A few days ago I made an early morning wander through our yard and marveled at the tiny buds of lettuce and green beans bravely pushing above the brown earth. Amazing isn’t it, that plants and flowers emerge to full-blown beauty from seemingly insignificant, nearly invisible and unlikely beginnings.
Lettuce seeds are very small and completely camouflaged when they are dropped into waiting rows in the dirt. How can that wee bit of organic “crispy” yield such a huge, harvest of summer salad? And the carrot seeds- equally tiny, equally unpromising give us what Beloved Spouse, THE family gardener, calls a “tonnage crop.” We eat so many pounds of carrots all winter it is astonishing when compared to the few grams weight of seed that was planted.
And then consider the flower beds’ denizens. Iris, columbines, daisies, tulips, and hostas all withered and disappeared over the winter. The thumbs of flower beds poking into the matted brown remnants of lawn are punctuated only by gawky dead twigs of rose bushes. Shapeless mounds of rumpled brown and gray earth–tattered remains of last summer’s glory–seem unlikely to have any life, let alone beauty within. Then comes spring. Warmer days, sunshine and gentle rains bring the tiny signs of life from the barren clods. Tulip, iris and hosta nubbins poke up. Little green knobs declare that columbines and daisies are wakening to a new and glorious season. THE gardener, decked in warm jacket against the bite of early spring wind, has shoveled, hoed, raked and planted the rectangle of organic detritus into rows. Wee bits of life promised in seed-packet pictures have been deposited and now are marching in hopeful green rows. They are soldiering their way to vegetable profusion.

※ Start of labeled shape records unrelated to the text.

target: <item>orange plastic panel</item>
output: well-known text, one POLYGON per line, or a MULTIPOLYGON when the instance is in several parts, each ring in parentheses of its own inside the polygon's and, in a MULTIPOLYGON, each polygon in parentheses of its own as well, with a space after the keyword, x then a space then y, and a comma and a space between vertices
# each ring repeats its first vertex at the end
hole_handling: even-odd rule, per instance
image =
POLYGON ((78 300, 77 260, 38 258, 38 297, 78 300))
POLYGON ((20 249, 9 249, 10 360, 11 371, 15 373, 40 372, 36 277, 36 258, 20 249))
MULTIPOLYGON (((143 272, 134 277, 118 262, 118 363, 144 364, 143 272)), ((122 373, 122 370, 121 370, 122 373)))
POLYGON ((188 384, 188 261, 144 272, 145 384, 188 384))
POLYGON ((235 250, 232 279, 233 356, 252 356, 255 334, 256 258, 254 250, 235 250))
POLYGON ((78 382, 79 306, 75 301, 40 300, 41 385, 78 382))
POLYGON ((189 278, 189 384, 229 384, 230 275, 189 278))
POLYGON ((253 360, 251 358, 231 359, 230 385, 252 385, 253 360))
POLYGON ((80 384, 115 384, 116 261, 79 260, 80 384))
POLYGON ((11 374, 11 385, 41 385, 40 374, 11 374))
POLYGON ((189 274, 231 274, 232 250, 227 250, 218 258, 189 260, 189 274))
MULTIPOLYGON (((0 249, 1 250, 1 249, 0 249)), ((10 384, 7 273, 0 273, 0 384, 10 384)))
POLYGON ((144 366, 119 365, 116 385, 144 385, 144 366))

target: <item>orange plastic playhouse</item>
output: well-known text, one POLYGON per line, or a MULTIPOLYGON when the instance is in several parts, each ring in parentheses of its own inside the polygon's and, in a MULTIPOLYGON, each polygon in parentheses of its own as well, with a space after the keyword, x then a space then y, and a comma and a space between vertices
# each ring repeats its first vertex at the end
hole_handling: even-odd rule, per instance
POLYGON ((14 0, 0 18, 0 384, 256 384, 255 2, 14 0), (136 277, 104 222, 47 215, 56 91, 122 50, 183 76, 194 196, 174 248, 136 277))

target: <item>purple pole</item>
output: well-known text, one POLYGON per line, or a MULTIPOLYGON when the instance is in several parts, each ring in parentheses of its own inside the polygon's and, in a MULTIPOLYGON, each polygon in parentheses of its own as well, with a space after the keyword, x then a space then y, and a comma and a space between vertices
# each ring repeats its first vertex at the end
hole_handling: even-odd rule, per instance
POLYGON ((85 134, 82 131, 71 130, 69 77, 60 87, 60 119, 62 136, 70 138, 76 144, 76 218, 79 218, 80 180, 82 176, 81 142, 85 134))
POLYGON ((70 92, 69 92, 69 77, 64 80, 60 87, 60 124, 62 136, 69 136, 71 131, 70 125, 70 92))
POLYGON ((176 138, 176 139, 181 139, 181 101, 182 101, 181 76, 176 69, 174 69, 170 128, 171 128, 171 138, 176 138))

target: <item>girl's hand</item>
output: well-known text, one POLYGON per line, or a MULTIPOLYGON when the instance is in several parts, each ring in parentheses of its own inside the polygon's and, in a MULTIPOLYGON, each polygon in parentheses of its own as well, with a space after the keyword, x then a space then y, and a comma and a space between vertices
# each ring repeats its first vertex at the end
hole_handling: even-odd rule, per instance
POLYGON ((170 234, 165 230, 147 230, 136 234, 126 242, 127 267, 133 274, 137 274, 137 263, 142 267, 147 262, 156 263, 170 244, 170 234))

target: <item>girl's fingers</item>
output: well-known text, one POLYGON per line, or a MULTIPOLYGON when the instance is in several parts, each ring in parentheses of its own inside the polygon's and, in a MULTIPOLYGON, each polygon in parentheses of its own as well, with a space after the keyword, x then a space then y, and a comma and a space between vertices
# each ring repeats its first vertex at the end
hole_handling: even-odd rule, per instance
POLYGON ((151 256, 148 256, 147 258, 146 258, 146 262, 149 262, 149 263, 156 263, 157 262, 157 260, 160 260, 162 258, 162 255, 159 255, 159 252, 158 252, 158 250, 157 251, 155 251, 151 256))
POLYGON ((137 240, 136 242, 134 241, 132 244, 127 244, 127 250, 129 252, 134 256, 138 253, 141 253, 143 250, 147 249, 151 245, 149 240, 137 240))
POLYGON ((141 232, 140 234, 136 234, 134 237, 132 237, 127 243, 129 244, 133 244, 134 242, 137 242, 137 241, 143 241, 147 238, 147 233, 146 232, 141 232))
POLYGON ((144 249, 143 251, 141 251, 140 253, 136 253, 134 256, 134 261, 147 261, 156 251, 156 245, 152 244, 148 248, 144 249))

So it is with our lives. Often great accomplishments start in small, nearly invisible ways. Consider the small box Beloved Spouse has. It is a rough cardboard shipping container—with “garden stuff” written on one end with magic marker. It contains a big collection of seed packets: opened and unopened. Packets are dated from this year and several previous years’ plantings. The opened ones have made their way to the garden rows and the unopened ones linger in the box with “I’m not sure why I bought this variety” or “This is a great kind of cucumber- I don’t want to forget which kind I used.” Each packet contains hundreds of un-used possibilities. Similarly, our lives have many seeds of creative projects that we overlook, discard or deem unworthy of our time and effort.
I’m pondering several things as possible “new crops.” Calligraphy projects to letter, books to write, and quilts to make. The ideas are tiny and seem pretty un-promising just now. If I plant them into the days I have been given, water and tend the little seeds of inspiration, who knows what kind of yield I may see.
QUESTION: What project or plan is lying in your subconscious waiting to be planted?